Originally Posted by NJWheelBuilder
You'd think someone would come up with a good brake solution for tandems.
There are quite a few good brake solutions for tandems; however, not all tandems are sold with optimal set-ups and in some cases, what works well for one team may be inadequate for another.
Lightweight racing or performance tandems fitted with dual pivot or differential calipers from Shimano & Campy provide excellent stopping power and are usually trouble free. No, they won't stop your tandem as quickly as your 1/2 bike and it's not realistic to expect that level of performance given the weight differences between the two fully loaded machines. However, calipers only end up on custom, high-end, or "racing" tandems as the default brake for tandems has always been cantilever brakes, to include the linear pull models, often times with an Arai drum brake for teams over 400lbs, folks who tour, or who just don't favor high speed descents.
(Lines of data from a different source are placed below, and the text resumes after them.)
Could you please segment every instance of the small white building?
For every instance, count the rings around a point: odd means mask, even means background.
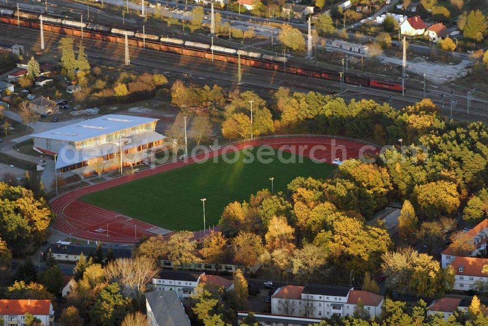
[[[420,16],[410,17],[400,25],[400,33],[402,35],[418,36],[423,35],[427,25]]]
[[[454,269],[453,289],[459,291],[476,290],[477,281],[488,282],[488,275],[482,272],[483,266],[488,265],[488,259],[475,257],[456,257],[451,265]]]
[[[41,320],[43,325],[54,325],[54,310],[51,300],[0,300],[0,317],[5,325],[25,325],[28,312]]]

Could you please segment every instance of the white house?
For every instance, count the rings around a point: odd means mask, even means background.
[[[488,275],[481,272],[483,266],[487,265],[488,259],[486,258],[456,257],[451,264],[455,273],[453,289],[475,290],[476,281],[488,282]]]
[[[485,249],[486,247],[487,241],[488,241],[488,219],[485,219],[480,222],[478,225],[471,229],[467,232],[471,236],[476,248],[468,255],[461,255],[462,256],[476,256],[479,252]],[[458,256],[458,254],[451,247],[447,247],[441,253],[441,264],[442,268],[445,268],[450,265]]]
[[[201,284],[222,286],[225,290],[234,288],[232,281],[221,276],[169,269],[163,269],[157,277],[153,278],[152,284],[158,291],[174,291],[182,301],[189,298]]]
[[[384,298],[349,286],[309,284],[279,288],[271,296],[271,313],[315,318],[352,315],[362,304],[371,316],[379,316]]]
[[[431,25],[425,33],[429,40],[435,43],[445,38],[448,34],[447,29],[442,22]]]
[[[183,305],[174,291],[154,291],[144,295],[148,325],[190,326]]]
[[[417,36],[423,35],[427,25],[420,16],[415,16],[408,19],[400,25],[400,32],[402,35]]]
[[[43,325],[54,325],[51,300],[0,300],[0,317],[5,325],[25,325],[26,312],[40,320]]]
[[[434,300],[428,306],[427,313],[429,315],[442,314],[444,320],[447,320],[449,316],[458,309],[461,301],[461,298],[441,298]]]

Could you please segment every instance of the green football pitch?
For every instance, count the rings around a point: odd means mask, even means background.
[[[166,229],[197,230],[203,226],[201,198],[206,198],[208,227],[218,224],[228,203],[248,201],[251,194],[263,188],[270,190],[270,178],[274,178],[274,190],[277,192],[285,191],[286,185],[296,177],[325,179],[335,168],[306,157],[273,151],[274,155],[265,157],[272,159],[269,163],[257,160],[245,163],[246,157],[241,151],[226,155],[228,161],[239,155],[235,163],[226,163],[219,157],[217,163],[210,159],[186,165],[91,193],[80,200]],[[256,149],[248,151],[255,157]],[[296,163],[280,162],[280,157]]]

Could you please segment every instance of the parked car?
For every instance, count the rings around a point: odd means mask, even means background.
[[[378,278],[378,282],[382,282],[386,280],[387,277],[388,277],[388,275],[381,275]]]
As for the cantilevers, the most simple models from the 90's like Shimano's LX and XT models as well as some of the boutique models from Pauls or Strange Brakes seemed to work well-enough and were also relatively trouble free if they were properly adjusted. However, "power" was certainly well off from what most captains expected based on how their personal bike's brakes performed. Personally, I never had a problem with this any more than I do when I jump out of Debbie's 2,300 lb Honda S2000 which stops in only 113' from 60 mph vs. my 6,000 lb '02 Suburban with 4 wheel discs that stops in about 164', which is 20' less than what it took for my '97 Suburban with front discs and rear drums.
Enter the V-brakes mated to the various adapters, e.g., Travel Agent, World Class, and BPB to allow integration with STI & Ergo levers and all hell broke loose. The linear pull brakes & cable adapters now provided gobs of clamping power that often times overpowered the forks, seat stays, and rims that transmitted that power though those skinny little brake pads which seem to be where the most obnoxious and higher pitched squeals come from. That's not to say there haven't always been brake issues for tandems, but V-brakes certainly didn't reduce them and, in some respects, created an entirely new line of business for the aforementioned V-brake adapter manufacturers as well as the folks who sell after market brake pads, brake-boss stiffeners (aka, boosters), brake cables & housing, as well as the boutique cantilever brakes. As for the folks like ourselves who didn't see a need for large diameter tires or mud guards which are ostensibly what preclude the use of caliper brakes, we simply slap on OEM pads every few years as there aren't any "hot mods" to improve calipers as none are really needed. For folks who do need large diameter tires and mudguards, Shimano's R600 long-reach calipers can be specified when having a custom tandem built.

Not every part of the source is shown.